Un des 110 premiers exemplaires sur vergé Rives (n° 65).
Au coeur d’une mystérieuse abbaye bénédictine de l’Italie du Nord, se dresse le donjon qui contient « la plus grande bibliothèque de la chrétienté », sévèrement close, où seul pénètre le Bibliothécaire. C’est l’endroit que Guillaume de Baskerville a choisi pour organiser la rencontre entre Franciscains et partisans du pape avignonnais Jean XXII ; contre ces derniers, l’Empereur soutient ceux-là.

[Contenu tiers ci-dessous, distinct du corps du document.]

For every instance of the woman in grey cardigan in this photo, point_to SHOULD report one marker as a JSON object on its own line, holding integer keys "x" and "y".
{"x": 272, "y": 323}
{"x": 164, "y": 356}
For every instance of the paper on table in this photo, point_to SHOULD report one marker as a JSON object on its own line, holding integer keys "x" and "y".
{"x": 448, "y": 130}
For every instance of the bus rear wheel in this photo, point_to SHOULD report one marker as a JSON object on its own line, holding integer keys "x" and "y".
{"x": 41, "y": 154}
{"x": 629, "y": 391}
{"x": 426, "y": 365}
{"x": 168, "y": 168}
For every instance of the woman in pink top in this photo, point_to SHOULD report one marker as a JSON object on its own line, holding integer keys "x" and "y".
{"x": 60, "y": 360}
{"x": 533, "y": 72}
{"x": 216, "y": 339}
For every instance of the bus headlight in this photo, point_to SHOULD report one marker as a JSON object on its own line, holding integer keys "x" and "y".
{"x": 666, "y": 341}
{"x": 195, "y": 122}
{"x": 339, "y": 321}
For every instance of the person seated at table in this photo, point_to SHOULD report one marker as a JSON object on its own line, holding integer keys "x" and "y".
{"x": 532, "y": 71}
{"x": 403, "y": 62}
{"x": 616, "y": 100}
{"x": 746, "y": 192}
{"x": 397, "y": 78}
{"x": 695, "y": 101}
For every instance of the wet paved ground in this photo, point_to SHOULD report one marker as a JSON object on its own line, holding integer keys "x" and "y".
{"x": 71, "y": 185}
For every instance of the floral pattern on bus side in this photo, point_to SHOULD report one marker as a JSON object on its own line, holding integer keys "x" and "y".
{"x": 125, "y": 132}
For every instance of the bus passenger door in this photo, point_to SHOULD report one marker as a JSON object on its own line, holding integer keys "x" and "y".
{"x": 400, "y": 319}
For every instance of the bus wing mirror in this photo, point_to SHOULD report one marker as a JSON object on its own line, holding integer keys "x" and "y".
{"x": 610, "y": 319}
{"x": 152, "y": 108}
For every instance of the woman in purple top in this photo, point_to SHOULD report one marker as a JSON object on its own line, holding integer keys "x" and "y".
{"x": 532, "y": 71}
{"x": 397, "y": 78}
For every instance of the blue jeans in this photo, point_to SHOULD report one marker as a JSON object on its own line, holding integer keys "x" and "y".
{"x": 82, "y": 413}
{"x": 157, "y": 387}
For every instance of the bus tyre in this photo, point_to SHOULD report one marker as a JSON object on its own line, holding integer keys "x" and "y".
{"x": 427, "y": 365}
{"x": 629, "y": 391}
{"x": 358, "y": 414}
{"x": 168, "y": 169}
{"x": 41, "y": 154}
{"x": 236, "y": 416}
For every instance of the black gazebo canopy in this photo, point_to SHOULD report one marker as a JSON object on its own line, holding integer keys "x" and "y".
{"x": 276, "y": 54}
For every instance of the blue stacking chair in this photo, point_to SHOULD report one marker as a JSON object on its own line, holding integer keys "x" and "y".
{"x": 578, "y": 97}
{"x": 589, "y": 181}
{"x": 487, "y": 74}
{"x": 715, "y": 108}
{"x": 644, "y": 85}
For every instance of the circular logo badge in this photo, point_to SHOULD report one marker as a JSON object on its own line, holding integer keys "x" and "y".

Mais les conflits extérieurs, qu’abrite l’abbaye en cette semaine de fin novembre 1327, redoublent l’intrigue intérieure : plusieurs meurtres sont commis, qui convergent vers le Labyrinthe et la Bibliothèque, et plus précisément vers un Livre secret… « La grande réussite du Nom de la Rose est de montrer excellemment comment s’imbriquent le débat politique (la volonté franciscaine de pauvreté ; mal social et hérésie) et le théologique (où est l’autorité, et le partage exact entre le mondain et le spirituel) dans l’urgence de la pratique » (Médiévales, n° 3, 1983).
Un formidable roman, où il est question d’Aristote, de liberté, d’injustice et de cyanure – couronné en 1982 par le prix Médicis du meilleur roman étranger.
Unique grand papier pour ce chef-d’oeuvre, préfacé ici par Eco qui explique les variantes apportées au texte.